Genug, nach 3-4 monatlichem gezwungenen Aufenthalt in Borku konnte ich
endlich den Rückweg antreten, der sich mit einer verzweifelten Langsamkeit
vollzog. Nach Kanem zurückgekehrt, benutzte ich die Thatsache des
Fastenmonats, während dessen ich Niemand hätte überreden
können, mit nach Bornu zu reisen (und dies allein auszuführen,
ist in der Gegend Wahnsinn), um den östlichen und südöstlichen
Theil Kanems zu besuchen. Ich ging nach Man, dem Sitz eines Khalifa des
Sultans Ali von Wadaï, wo Moritz v. Beurmann so verrätherisch
vom Khalifa Musa ermordet wurde, nach Monde, der Stadt der Tundzur, Ortschaften,
die Du auf mäßigen Afrika-Karten finden dürftest, die aber
außer Beurmann Niemand aus unserer Welt erreicht hatte, und erreichte
die östlichen Ufer des Tsad-Sees. Die Rückreise ging mit viel
Aufenthalt, aber ohne eigentliche Gefahren von Statten, und ich kam Anfang
Januar hier in Kuka wieder an. Scheïch Omar, der liebenswürdige
Herr, war außerordentlich erfreut über meine Rückkehr,
deren langer Retard Befürchtungen erregt hatte. Ich war unserer Karawane
einige Tage vorausgeeilt und kam spät Abends an. Noch in der Nacht
wurde der Chef d'etat in Kenntniß gesetzt, sogar von dem abgerissenen
Zustande meiner Person und dem skelettartigen Aussehen meines Rosses, das
ich von Borku ab am Zügel nachgezerrt hatte, unterrichtet. Ich war
am Morgen noch nicht erwacht, als er mir schon neue Kleider schickte (verschiedenen
Toben, eine seidene Jacke, ein Paar Schuh, ein Paar Tuchhosen, ja sogar
ein Paar lange wollene Kniestrümpfe und ein Paar europäische
Halbstiefel), und in der folgenden Nacht erschien ein neues Reitpferd auf
der Bühne (ich habe im Ganzen schon 5 Pferde von ihm erhalten, unter
denen allerdings nur 2 gute). Im Laufe des Tages machte ich ihm meinen
Besuch, bei dem er mich sehr herzlich empfing.

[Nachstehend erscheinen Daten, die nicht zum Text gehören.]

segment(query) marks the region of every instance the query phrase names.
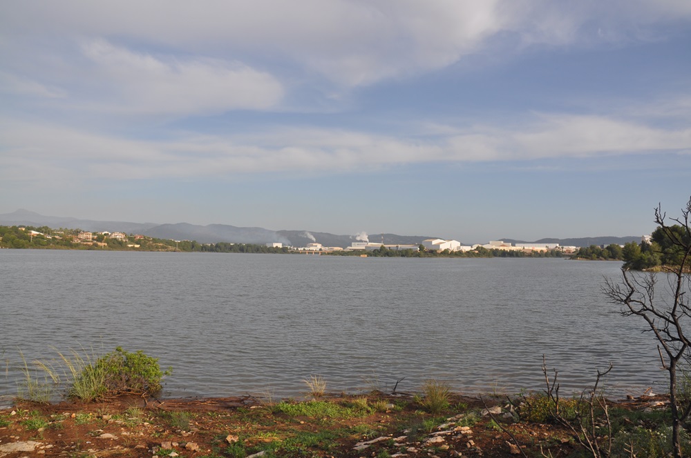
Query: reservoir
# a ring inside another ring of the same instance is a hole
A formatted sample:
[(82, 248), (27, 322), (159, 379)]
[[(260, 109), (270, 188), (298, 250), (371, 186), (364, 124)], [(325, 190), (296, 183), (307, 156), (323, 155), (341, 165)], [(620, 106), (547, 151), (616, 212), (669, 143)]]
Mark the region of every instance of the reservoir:
[[(540, 390), (614, 369), (614, 397), (664, 392), (656, 342), (600, 290), (621, 262), (562, 259), (0, 250), (0, 404), (21, 355), (142, 350), (173, 366), (164, 396)], [(661, 284), (664, 282), (661, 282)], [(552, 375), (551, 371), (550, 374)]]

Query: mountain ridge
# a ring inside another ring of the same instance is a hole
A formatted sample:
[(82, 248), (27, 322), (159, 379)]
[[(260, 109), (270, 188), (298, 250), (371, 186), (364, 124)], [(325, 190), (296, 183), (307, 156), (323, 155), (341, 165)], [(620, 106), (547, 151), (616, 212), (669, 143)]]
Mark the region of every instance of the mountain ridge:
[[(229, 242), (236, 243), (268, 243), (280, 242), (292, 246), (305, 246), (316, 242), (324, 246), (346, 248), (354, 241), (372, 241), (387, 245), (418, 244), (426, 239), (443, 238), (422, 235), (399, 235), (397, 234), (370, 234), (339, 235), (329, 232), (309, 230), (272, 230), (259, 227), (239, 227), (229, 224), (208, 224), (201, 226), (190, 223), (134, 223), (131, 221), (98, 221), (82, 219), (71, 217), (46, 216), (24, 208), (11, 213), (0, 214), (0, 224), (6, 226), (46, 226), (53, 228), (61, 227), (79, 228), (91, 232), (123, 232), (135, 233), (159, 239), (173, 240), (196, 240), (200, 243)], [(56, 226), (56, 225), (57, 225)], [(511, 243), (559, 243), (567, 246), (589, 246), (590, 245), (623, 245), (630, 241), (638, 241), (640, 237), (595, 237), (569, 239), (544, 238), (536, 241), (521, 241), (501, 239)]]

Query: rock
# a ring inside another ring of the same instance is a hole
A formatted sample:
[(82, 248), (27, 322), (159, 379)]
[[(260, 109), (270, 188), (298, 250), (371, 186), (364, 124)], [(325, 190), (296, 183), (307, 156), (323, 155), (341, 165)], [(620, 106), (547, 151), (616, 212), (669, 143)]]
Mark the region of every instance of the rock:
[(483, 417), (489, 415), (489, 414), (498, 415), (502, 413), (502, 408), (500, 406), (495, 406), (494, 407), (491, 407), (489, 409), (482, 409), (482, 411), (480, 413)]
[(380, 437), (377, 437), (377, 439), (373, 439), (371, 441), (366, 441), (365, 442), (358, 442), (357, 444), (355, 444), (355, 446), (359, 447), (361, 446), (369, 446), (372, 444), (377, 444), (377, 442), (381, 442), (381, 441), (387, 441), (390, 439), (391, 438), (386, 437), (386, 436), (381, 436)]
[(509, 453), (511, 455), (520, 455), (520, 450), (515, 446), (515, 444), (511, 444), (511, 442), (507, 441), (507, 445), (509, 446)]
[(4, 457), (15, 452), (33, 452), (41, 445), (40, 442), (26, 441), (26, 442), (12, 442), (0, 445), (0, 457)]
[(430, 437), (426, 441), (425, 441), (425, 445), (430, 446), (430, 445), (434, 445), (435, 444), (441, 444), (442, 442), (444, 441), (445, 441), (444, 437), (442, 437), (440, 436), (435, 436), (434, 437)]

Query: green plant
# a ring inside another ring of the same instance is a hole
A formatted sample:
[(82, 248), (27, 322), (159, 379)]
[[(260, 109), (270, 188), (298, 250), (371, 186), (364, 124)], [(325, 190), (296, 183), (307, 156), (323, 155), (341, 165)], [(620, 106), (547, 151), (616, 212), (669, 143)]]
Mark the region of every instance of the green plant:
[(75, 423), (78, 425), (83, 425), (93, 420), (93, 416), (90, 413), (79, 412), (75, 415)]
[(48, 421), (41, 416), (40, 412), (34, 411), (30, 417), (21, 422), (21, 424), (30, 431), (35, 431), (48, 426)]
[(426, 430), (428, 432), (431, 432), (435, 428), (437, 428), (437, 426), (439, 426), (446, 421), (446, 419), (444, 417), (433, 417), (432, 418), (426, 418), (422, 420), (422, 429)]
[(106, 387), (113, 394), (157, 393), (162, 389), (163, 377), (172, 372), (170, 368), (162, 371), (158, 358), (148, 356), (140, 350), (131, 352), (122, 347), (100, 357), (94, 367), (105, 374)]
[(189, 412), (163, 411), (159, 415), (171, 428), (182, 431), (189, 430), (189, 422), (193, 419), (192, 414)]
[(274, 413), (283, 413), (291, 417), (312, 418), (352, 418), (361, 416), (361, 411), (324, 401), (310, 401), (292, 404), (281, 401), (272, 407)]
[(310, 375), (308, 379), (303, 380), (305, 384), (310, 389), (310, 394), (315, 399), (318, 399), (324, 395), (326, 391), (326, 380), (321, 375)]
[(0, 415), (0, 428), (5, 428), (6, 426), (9, 426), (12, 422), (7, 419), (5, 415)]
[(448, 384), (430, 379), (422, 384), (422, 395), (418, 397), (418, 402), (427, 412), (437, 414), (448, 408), (450, 395)]
[[(691, 439), (688, 433), (681, 432), (681, 446), (683, 456), (691, 456)], [(672, 452), (672, 428), (661, 426), (656, 429), (636, 427), (632, 430), (621, 431), (614, 438), (612, 458), (628, 458), (631, 456), (663, 458)]]
[[(17, 387), (17, 399), (42, 404), (48, 404), (53, 395), (55, 379), (53, 378), (51, 381), (48, 380), (48, 377), (45, 377), (42, 381), (39, 380), (34, 374), (35, 371), (29, 369), (23, 353), (20, 351), (19, 355), (21, 357), (21, 361), (24, 366), (21, 370), (24, 374), (24, 379)], [(39, 368), (42, 368), (39, 362), (35, 361), (35, 363)]]

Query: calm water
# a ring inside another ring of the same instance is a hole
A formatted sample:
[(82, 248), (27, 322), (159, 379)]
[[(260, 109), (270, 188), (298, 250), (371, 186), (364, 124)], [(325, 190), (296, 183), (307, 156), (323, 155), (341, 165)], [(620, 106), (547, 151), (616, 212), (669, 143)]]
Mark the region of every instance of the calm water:
[(612, 313), (620, 263), (0, 250), (0, 396), (28, 361), (122, 346), (173, 366), (169, 396), (564, 390), (609, 361), (617, 394), (664, 390), (652, 336)]

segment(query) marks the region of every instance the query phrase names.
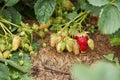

Es war in der That die höchste Zeit, daß ich hier eintraf.
Meine Briefe, Zeitungen und Sendungen anderer Art lagen hier seit 8 Monaten
in Kuka und waren, was das Traurigste war, nicht an meinen fondé
de pouvoir**, den ich in Gestalt eines Sherifs Ahmed aus Medina hier eingesetzt
hatte, abgeliefert worden. Die Herren Araber, welchen etwas an meine Adresse
anvertraut worden war, hatten auf meinen Tod speculirt (Kanem und Borku
genießt nicht die Reputation allzu großer Sicherheit), und
einige von ihnen waren durch meine Rückkehr nicht sehr angenehm überrascht.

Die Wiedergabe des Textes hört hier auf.